I. SUR LA FILOUTERIE DU LOYER

Le Cameroun marcherait mieux si chacun assumait ses responsabilités. Sans prendre sur moi la paternité de la loi sur la filouterie des loyers, ni même spéculer sur mon rôle sur cette loi, je reconnais cependant que la formulation adoptée dans le code pénal reprend dans les grandes lignes ce que j’avais proposé en deux circonstances. La première était une note formulée au Ministre NGANOU DJOUMESSI sur ce qu’il faut faire pour redresser la situation du logement, dont le déficit se chiffrait à plus d’un million.

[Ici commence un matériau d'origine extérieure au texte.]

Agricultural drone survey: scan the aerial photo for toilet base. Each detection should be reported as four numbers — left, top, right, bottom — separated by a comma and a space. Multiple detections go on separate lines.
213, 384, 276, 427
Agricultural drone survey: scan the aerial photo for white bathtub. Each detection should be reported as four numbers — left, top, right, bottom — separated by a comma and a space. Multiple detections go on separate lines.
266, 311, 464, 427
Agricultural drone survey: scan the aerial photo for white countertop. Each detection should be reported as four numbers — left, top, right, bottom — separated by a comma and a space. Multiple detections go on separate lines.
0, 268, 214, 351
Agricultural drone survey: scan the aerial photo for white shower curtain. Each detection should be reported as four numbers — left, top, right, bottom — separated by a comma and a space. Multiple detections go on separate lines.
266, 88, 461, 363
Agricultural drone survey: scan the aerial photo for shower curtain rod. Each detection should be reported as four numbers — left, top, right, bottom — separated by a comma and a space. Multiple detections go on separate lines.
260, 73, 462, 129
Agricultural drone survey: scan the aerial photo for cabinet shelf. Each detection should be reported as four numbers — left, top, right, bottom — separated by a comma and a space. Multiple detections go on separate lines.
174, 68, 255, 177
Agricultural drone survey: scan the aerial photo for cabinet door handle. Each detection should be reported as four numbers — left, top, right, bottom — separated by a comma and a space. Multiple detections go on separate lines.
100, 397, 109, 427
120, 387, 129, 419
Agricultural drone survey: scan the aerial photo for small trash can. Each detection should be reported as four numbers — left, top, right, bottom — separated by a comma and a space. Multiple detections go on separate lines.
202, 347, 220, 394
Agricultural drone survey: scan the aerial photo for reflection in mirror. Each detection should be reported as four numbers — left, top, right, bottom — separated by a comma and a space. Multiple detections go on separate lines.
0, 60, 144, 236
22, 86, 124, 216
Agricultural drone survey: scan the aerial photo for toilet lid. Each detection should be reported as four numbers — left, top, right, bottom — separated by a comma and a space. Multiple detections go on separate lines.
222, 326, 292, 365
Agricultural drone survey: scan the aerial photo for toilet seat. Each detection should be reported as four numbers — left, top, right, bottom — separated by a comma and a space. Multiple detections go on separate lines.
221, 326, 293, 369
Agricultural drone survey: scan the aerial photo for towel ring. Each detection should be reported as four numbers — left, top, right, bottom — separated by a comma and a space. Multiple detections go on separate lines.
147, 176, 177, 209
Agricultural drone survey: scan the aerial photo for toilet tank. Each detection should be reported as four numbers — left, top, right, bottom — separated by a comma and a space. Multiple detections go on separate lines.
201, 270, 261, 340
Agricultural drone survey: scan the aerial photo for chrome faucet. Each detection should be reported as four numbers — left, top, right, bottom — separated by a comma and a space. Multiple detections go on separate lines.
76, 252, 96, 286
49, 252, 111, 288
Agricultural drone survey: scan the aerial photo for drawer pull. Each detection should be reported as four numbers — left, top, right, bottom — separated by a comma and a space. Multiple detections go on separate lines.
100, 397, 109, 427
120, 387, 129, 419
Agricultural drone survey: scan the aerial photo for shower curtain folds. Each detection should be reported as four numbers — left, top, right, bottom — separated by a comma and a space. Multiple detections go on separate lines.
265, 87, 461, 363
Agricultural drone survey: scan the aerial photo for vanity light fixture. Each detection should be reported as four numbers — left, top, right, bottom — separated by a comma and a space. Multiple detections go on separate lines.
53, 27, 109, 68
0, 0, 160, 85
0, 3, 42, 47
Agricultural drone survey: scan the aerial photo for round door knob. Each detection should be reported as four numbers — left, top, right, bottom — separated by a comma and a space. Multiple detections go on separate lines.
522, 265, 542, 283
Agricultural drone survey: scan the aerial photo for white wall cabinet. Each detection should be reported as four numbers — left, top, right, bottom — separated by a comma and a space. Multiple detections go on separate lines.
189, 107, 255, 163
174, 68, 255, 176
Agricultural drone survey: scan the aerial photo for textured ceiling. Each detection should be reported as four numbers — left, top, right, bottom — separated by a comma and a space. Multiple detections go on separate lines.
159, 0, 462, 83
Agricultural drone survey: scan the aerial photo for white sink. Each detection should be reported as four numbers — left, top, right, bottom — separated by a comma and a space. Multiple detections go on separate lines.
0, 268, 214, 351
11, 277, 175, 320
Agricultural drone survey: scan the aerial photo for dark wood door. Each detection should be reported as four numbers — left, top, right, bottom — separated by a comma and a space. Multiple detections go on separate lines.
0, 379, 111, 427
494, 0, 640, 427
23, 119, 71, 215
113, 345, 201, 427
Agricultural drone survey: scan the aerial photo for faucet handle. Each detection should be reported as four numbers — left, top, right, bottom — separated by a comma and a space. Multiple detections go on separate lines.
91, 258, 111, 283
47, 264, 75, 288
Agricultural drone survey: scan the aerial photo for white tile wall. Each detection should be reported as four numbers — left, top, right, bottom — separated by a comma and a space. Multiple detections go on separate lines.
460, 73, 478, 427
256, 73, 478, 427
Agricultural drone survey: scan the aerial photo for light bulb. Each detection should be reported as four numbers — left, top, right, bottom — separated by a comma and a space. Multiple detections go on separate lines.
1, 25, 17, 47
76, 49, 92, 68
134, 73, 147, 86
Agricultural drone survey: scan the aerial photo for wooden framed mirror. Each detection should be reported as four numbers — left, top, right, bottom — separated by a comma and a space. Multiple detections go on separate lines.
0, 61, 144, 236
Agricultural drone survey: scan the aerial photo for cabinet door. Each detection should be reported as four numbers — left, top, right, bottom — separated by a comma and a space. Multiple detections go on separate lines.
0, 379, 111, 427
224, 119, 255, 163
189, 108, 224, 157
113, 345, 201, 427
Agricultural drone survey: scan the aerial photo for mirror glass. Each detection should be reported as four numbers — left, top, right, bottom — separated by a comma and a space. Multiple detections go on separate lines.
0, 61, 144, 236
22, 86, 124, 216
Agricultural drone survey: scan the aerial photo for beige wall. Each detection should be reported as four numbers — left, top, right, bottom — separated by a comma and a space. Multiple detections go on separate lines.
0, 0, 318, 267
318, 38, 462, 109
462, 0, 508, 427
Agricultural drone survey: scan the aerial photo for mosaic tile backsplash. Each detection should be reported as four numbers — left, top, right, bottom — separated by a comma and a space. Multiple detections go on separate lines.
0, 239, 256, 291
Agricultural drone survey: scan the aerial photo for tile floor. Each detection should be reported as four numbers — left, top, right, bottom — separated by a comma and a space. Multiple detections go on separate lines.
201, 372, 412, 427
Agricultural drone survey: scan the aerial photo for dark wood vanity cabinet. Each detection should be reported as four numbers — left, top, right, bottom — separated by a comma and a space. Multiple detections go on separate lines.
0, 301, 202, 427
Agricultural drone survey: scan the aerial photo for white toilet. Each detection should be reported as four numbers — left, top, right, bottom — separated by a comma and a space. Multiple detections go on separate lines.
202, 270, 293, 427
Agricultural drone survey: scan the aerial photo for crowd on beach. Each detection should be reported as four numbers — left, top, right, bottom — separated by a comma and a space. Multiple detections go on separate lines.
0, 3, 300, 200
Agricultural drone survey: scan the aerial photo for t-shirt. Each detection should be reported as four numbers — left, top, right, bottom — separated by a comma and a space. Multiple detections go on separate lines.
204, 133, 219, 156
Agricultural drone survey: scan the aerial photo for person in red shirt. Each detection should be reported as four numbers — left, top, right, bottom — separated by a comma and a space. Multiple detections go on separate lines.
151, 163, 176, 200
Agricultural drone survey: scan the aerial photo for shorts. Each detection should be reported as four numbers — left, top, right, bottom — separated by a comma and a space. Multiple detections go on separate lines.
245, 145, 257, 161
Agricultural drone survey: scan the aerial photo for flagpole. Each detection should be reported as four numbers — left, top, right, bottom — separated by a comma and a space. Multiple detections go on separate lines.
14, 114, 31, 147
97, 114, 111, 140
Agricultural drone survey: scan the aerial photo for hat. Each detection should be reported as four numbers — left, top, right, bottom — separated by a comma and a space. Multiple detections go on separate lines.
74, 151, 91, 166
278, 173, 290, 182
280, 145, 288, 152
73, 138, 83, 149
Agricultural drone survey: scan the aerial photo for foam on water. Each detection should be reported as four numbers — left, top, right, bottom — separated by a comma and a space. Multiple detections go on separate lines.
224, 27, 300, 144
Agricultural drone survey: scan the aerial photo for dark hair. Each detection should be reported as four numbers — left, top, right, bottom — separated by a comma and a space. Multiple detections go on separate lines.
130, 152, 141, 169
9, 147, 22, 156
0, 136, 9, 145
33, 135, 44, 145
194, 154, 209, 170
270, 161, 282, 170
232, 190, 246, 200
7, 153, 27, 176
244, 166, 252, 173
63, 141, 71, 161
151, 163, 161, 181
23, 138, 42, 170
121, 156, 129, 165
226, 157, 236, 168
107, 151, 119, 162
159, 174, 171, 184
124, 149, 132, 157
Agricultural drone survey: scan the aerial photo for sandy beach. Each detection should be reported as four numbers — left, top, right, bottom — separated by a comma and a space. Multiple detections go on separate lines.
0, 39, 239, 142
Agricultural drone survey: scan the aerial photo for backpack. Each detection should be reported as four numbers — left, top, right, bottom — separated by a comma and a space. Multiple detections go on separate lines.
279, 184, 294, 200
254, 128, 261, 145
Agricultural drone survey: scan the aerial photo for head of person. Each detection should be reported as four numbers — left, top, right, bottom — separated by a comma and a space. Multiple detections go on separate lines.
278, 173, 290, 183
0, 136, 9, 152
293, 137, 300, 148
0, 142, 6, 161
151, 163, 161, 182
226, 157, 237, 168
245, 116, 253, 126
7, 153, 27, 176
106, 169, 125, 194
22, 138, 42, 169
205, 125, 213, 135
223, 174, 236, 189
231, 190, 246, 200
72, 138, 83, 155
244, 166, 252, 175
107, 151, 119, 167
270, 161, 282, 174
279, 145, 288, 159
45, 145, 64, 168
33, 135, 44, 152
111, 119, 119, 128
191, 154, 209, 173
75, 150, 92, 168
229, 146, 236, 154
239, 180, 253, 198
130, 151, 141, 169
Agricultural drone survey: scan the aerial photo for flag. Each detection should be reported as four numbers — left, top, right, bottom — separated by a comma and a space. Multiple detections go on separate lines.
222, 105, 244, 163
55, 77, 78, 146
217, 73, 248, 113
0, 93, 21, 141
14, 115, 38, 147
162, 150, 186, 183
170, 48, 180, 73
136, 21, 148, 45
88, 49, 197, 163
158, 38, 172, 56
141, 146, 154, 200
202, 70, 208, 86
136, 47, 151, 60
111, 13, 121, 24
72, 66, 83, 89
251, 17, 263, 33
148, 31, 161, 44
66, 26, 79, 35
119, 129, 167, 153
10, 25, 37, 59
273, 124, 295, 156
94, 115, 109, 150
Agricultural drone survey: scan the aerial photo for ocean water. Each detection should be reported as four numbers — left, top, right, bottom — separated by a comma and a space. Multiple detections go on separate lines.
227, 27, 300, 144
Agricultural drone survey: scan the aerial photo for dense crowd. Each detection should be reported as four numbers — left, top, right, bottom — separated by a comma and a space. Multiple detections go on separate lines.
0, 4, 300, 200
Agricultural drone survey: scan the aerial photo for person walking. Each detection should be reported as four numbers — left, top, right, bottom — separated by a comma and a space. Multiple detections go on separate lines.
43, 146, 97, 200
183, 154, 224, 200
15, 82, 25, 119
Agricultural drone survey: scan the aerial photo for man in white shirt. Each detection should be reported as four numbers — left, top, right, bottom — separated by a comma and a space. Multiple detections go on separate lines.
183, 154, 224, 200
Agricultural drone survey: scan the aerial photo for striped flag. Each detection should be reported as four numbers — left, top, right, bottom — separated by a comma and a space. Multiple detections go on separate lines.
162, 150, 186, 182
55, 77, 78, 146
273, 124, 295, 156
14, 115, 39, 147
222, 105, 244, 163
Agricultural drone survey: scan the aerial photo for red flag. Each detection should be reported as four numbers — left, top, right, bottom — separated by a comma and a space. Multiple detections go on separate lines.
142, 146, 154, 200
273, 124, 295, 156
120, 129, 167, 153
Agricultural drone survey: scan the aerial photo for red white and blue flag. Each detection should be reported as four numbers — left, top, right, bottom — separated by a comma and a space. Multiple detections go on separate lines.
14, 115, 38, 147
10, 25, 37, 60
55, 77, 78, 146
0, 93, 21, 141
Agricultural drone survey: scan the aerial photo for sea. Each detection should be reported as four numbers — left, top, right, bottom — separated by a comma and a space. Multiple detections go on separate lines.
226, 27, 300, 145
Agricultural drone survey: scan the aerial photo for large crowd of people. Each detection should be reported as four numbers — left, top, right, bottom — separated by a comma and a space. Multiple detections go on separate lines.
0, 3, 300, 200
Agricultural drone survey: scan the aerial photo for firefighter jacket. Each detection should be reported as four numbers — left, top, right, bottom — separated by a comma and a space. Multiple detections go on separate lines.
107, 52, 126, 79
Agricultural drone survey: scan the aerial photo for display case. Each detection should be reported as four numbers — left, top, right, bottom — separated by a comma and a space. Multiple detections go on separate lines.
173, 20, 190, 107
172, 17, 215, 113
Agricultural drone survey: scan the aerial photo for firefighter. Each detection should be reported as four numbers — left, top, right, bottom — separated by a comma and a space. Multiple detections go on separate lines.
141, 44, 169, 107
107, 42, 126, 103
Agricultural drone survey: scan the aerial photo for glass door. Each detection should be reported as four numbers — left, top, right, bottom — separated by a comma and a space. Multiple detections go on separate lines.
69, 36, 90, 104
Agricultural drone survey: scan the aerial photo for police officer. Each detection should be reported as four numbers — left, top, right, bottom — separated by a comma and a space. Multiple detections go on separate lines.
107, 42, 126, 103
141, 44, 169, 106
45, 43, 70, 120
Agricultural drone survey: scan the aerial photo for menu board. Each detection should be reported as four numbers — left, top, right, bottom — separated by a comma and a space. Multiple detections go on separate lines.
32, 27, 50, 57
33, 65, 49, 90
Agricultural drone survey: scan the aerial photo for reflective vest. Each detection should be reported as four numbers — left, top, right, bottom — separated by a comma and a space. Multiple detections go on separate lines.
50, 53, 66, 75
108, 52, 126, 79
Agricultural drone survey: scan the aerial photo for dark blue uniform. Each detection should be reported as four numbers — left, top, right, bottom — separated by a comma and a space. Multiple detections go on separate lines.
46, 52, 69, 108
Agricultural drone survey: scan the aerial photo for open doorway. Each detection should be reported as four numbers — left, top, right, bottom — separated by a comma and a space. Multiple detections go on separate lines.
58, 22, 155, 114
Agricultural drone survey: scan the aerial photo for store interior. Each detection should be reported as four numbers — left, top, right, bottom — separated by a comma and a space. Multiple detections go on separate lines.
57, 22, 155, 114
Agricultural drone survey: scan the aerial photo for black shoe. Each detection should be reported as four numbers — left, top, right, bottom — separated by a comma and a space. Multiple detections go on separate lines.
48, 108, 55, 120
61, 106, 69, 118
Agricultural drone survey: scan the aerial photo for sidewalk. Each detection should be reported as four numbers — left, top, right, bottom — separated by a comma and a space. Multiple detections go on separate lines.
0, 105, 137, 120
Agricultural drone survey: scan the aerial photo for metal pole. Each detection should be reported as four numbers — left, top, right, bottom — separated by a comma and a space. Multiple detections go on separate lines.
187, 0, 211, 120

La seconde est l’ensemble des recommandations que j’avais formulées au cours des travaux de la réhabilitation de la SIC, comme représentant du MINEPAT au Comité Technique de Réhabilitation. J’avais une bonne expérience de terrain des problèmes de loyer et, contrairement à l’image communément véhiculée, les pires locataires ne se recrutaient pas parmi les pauvres. Ceux-ci avaient tendance à prendre des logements correspondant à leurs niveaux de revenus, même s’ils devaient pour cela se réfugier dans les marécages inondés. Du reste, ils étaient sensibles aux menaces des bailleurs et acceptaient de libérer les logements après quelques mois d’arriérés.

Les mauvais locataires se recrutaient essentiellement parmi les gens qui, soit maitrisent la loi et peuvent en exploiter les failles pour refuser de payer les loyers (magistrats, avocats, greffiers, huissiers de justice, notaires, professeurs de droit), soit ceux qui disposent des pouvoirs évidents de contrainte et contrôlent l’appareil sécuritaire (policiers, gendarmes, militaires), soit enfin qui disposent d’un pouvoir administratif (préfets, sous-préfets, et leurs adjoints). Autrement dit, les « gens en uniforme » qui contrôlent le Cameroun. Mais il faut ajouter toute la faune de leurs dépendants qui les appellent au secours chaque fois qu’ils sont menacés par les bailleurs. On a même vu des cas où certains, utilisant les fautes des bailleurs (qui enregistrent rarement le bail) ou les failles de la loi, contraignaient le bailleur à renoncer à ses droits pendant des années, voire tentaient carrément de s’approprier les logements, quelquefois avec succès.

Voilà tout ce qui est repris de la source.